Quand elle rentre chez elle après sa rencontre avec le vieil homme, elle retrouve sa mère Clara, vampire elle aussi, dans un état de panique avancée. Un homme, membre visiblement d’une organisation secrète, les a retrouvées. Clara décide alors de fuir vers la cote.

Grâce à un sens pratique surdimensionné, elle leur trouve un nouveau refuge : Byzantium est un ancien hôtel presque à l’abandon que Noel a hérité de sa mère et dont il occupe bien malgré lui les étages. Clara décide de se planquer dans l’hôtel et d’en faire une maison de passe, histoire de se renflouer. En attendant, Eleanor traîne dans les rues de cette petite ville côtière et fait la rencontre de Frank, un jeune étudiant en arts.
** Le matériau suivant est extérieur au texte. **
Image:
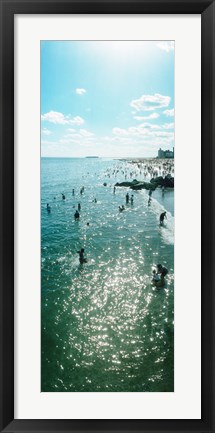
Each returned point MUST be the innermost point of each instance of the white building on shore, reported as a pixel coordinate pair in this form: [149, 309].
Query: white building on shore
[165, 153]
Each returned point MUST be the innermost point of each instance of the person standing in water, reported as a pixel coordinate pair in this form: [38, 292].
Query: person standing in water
[162, 216]
[81, 256]
[76, 215]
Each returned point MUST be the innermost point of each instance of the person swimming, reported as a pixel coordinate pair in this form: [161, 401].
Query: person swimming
[162, 216]
[48, 208]
[81, 256]
[76, 215]
[155, 276]
[162, 270]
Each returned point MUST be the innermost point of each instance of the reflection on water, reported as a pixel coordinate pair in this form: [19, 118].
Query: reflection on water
[104, 326]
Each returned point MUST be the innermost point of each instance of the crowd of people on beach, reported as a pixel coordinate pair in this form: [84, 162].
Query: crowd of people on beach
[150, 169]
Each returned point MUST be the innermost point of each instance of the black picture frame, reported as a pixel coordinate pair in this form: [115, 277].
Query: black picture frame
[7, 11]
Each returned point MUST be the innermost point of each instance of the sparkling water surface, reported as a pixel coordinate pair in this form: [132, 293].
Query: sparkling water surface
[104, 326]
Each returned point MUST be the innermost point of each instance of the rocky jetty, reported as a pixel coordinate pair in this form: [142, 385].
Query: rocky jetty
[159, 181]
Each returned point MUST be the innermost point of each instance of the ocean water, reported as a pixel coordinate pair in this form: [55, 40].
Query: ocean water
[104, 326]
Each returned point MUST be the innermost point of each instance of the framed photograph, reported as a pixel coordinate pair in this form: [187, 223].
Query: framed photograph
[107, 113]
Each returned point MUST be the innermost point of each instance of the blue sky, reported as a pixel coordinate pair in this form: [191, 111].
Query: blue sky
[105, 98]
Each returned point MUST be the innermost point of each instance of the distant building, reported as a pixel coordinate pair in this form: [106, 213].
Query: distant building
[166, 153]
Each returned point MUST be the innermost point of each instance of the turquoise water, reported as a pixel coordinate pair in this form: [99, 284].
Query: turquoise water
[104, 327]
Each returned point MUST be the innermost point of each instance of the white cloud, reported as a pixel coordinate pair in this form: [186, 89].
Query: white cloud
[77, 120]
[61, 119]
[119, 131]
[80, 91]
[151, 116]
[169, 113]
[166, 45]
[46, 131]
[168, 126]
[86, 133]
[150, 102]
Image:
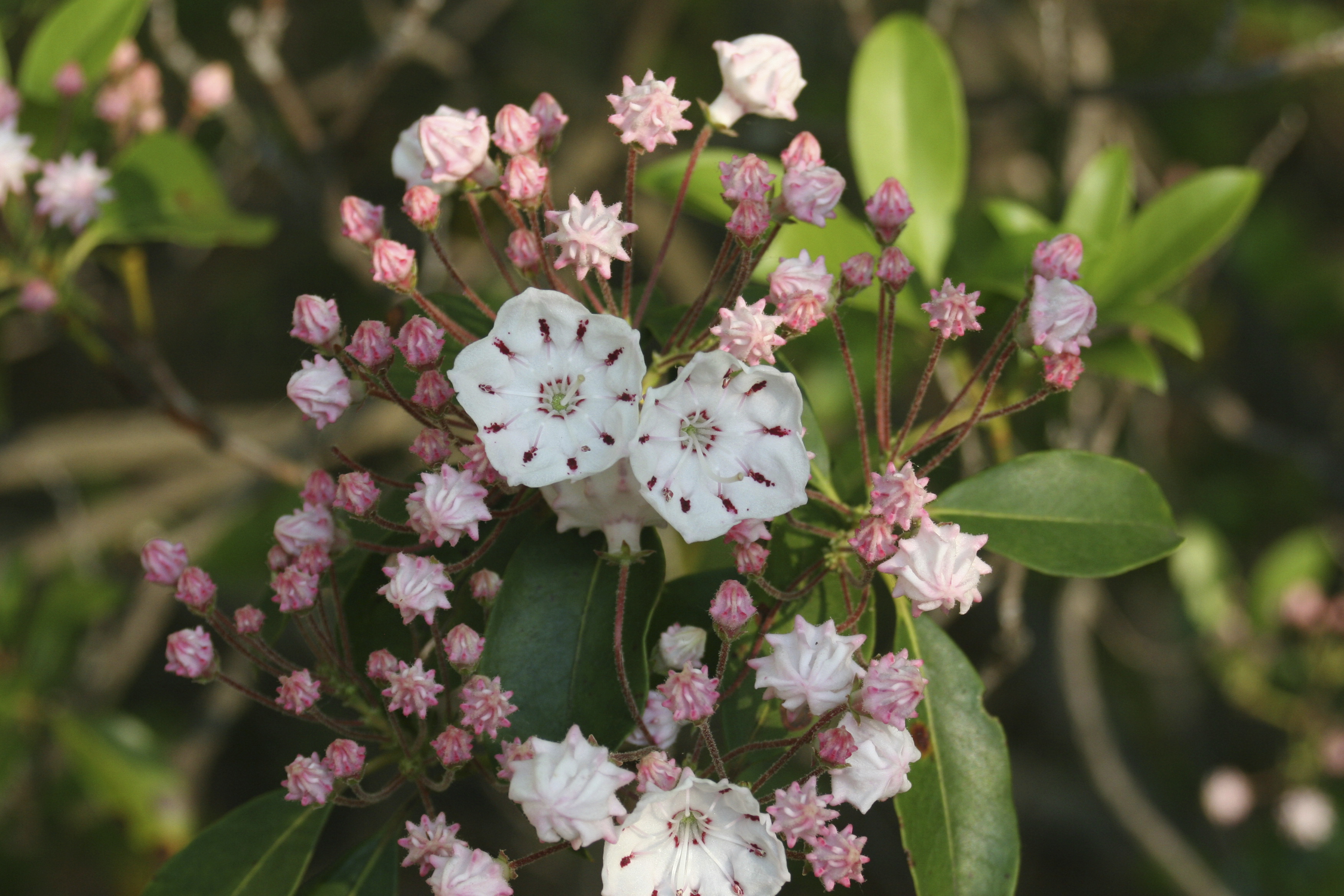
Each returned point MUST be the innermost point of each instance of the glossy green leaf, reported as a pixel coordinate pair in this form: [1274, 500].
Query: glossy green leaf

Au vu des premières images, on se dit que le film va être plutôt sympa, avec un mélange assumé entre vampirisme, romantisme et quête d’humanité. Malheureusement, le rythme du film a eu raison de mon enthousiasme et c’est très péniblement que je suis arrivée à la fin.

Le film manque d’envergure, parait trop simple (trop simpliste) dans son écriture malgré une intrigue un peu alambiquée et surtout l’atmosphère du début (ce côté romantisme noir) va vite se déliter pour ne plus apparaître que comme un arrière-fond un peu bon marché.

Dommage car il y avait un vrai potentiel.

— LN

Trinity!

Je suis un peu moins sévère que H. même si je dois reconnaître que le film est raté, mais au moins, il y avait là une vraie tentative non pas de réinventer le genre de vampires (Morse avait fait cela) mais de montrer ce que peuvent signifier de passer deux cents ans à tenter d’échapper à des ennemis. Et puis ces deux femmes, cette mère et cette fille vampires (l’une brutalement pragmatique après ce qu’elle a vécu en tant que victime d’une société profondément injuste qu’était l’Angleterre du début du XIXe siècle, l’autre rêveusement mélancolique), l’idée également de relier l’existence des vampires à une légende irlandaise d’une île hantée (Kyasid !), ainsi que le potentiel des deux actrices (Gemma Aterton toujours aussi voluptueuse et parfaite dans ce rôle de vampire séductrice et prédatrice et Saoirse Ronan qui a bien grandi et dont le visage est déjà un potentiel dramatique) mais aussi le cadre de cette station balnéaire du sud de l’Angleterre résolument original pour un film de vampires — tout cela m’a séduit (par contre, le jeune acteur qui joue l’étudiant est juste ridicule).

En fait, je crois que Neil Jordan ne savait pas trop où aller avec tous ces éléments, n’ayant justement pas réussi à les relier tous pour former quelque chose de cohérent. Du coup, si la fin du film, en partant dans des envolées gothiques classiques du récit à la première personne au passé à coups de flash-backs, échoue à relier tous ces fils épars, l’un d’entre eux m’a tout de même intéressé jusqu’au bout : le lien, ténu il est vrai, entre la prostituée du début du XIXe siècle et celle du début du XXIe siècle. J’aurais aimé, en fait, que le film soit cette histoire-là : l’histoire de cette rencontre qui a transformé Clara en vampire, l’histoire de cet officier devenu vampire et l’histoire qu’ils renouent ensemble à la fin. En fait, au lieu de vouloir combiner de multiples possibilités, Jordan aurait sans doute dû aller à fond dans le côté gothique et nous faire le film qui était contenu dans le journal d’Eleonore et dont un des personnages, lorsqu’il le lit, dit qu’il est l’enfant étrange de Poe et de Shelley. Et là Jordan aurait proposé un vrai retour aux sources, refermant, enfin, la parenthèse Twilight et redonnant au vampire toute sa splendeur terrifiante. Soupir…

Maintenant, j’attends le prochain Jim Jarmush.